My wife knows I do this, but she never comes aboard, at least, as far as I know. I’ve stopped telling anyone else. It is very important that no one who knows me in real life (except my wife) knows who I am in fluther life. Although, I think my daughter could figure it out if she wanted to. I’m sure she’s seen my avatar on the computer at times. If she ever came here, she would probably find out more than she wanted to.
I wish I lived in a world where people would always be understanding of mistakes and differences of opinion; where people were always willing to listen to each other and wouldn’t attack just because that’s their knee jerk reaction. I don’t live in that world, or a world anywhere near it, so I come to fluther, where I can pretend to be my full self (I can only really do that in real life).
Even here, understanding is a learning process. I think this place allows us to see the same thing from many different points of view, and that tells us things we never might have considered otherwise. I think the community is learning the value of listening, and the value of politeness and the value of encouraging people to be open about things that are not normally discussed. Where else can you have a serious discussion about why people spend so much time on the toilet along side practical dating advice? Where else can you can you have a serious discussion about fellatic techniques side by side with an analysis of health care reform?
This community is learning about the value of politeness and the value of holding your tongue long enough to listen, and I think it is becoming something special. I think this is something we are all doing together, and I think we have to feel free to open our mouths (but not when someone else is talking) to speak the truth about what we think, not some pablum that we believe will be acceptable to others.

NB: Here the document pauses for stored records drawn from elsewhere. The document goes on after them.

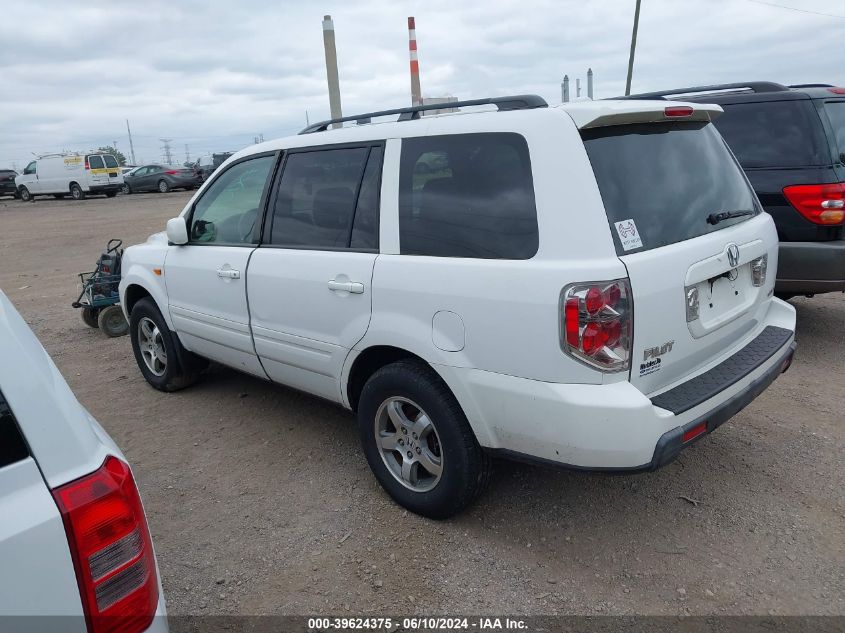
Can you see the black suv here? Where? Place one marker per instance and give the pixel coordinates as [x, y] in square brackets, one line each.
[7, 183]
[791, 142]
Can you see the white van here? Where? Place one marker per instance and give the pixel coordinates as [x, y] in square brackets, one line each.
[75, 174]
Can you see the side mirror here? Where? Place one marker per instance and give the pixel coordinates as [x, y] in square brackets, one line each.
[177, 231]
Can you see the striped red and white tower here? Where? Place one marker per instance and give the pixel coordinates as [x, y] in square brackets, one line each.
[416, 92]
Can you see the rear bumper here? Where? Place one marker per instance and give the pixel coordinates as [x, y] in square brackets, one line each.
[111, 188]
[811, 267]
[614, 427]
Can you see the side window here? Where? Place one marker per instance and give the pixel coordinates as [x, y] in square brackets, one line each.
[773, 134]
[228, 210]
[365, 224]
[467, 195]
[316, 200]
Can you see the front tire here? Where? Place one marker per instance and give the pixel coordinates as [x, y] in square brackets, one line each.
[112, 322]
[76, 192]
[157, 350]
[418, 442]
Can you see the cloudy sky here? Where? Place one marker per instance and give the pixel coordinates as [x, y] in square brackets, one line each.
[213, 75]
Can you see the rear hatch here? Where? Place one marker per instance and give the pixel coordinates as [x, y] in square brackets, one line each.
[689, 229]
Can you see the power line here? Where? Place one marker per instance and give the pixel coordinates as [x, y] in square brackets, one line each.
[783, 6]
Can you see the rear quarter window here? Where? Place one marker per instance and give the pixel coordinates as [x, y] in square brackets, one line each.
[12, 446]
[774, 134]
[467, 195]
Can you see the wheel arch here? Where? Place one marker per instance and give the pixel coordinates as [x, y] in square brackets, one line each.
[364, 363]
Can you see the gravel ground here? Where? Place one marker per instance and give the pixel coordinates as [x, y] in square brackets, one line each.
[260, 501]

Protecting that openness and freedom is very important. It may require that we keep people who know us in the real world from knowing us here. Other people seem to have no problem…. actually, that’s not true. I know people who have not been willing to say things publicly because a child or a spouse or a friend was here. Maybe there should be a little explanation of the consequences of sharing your identity on the sign-up page, just so people can make fully informed decisions about who to share or how to share fluther with others.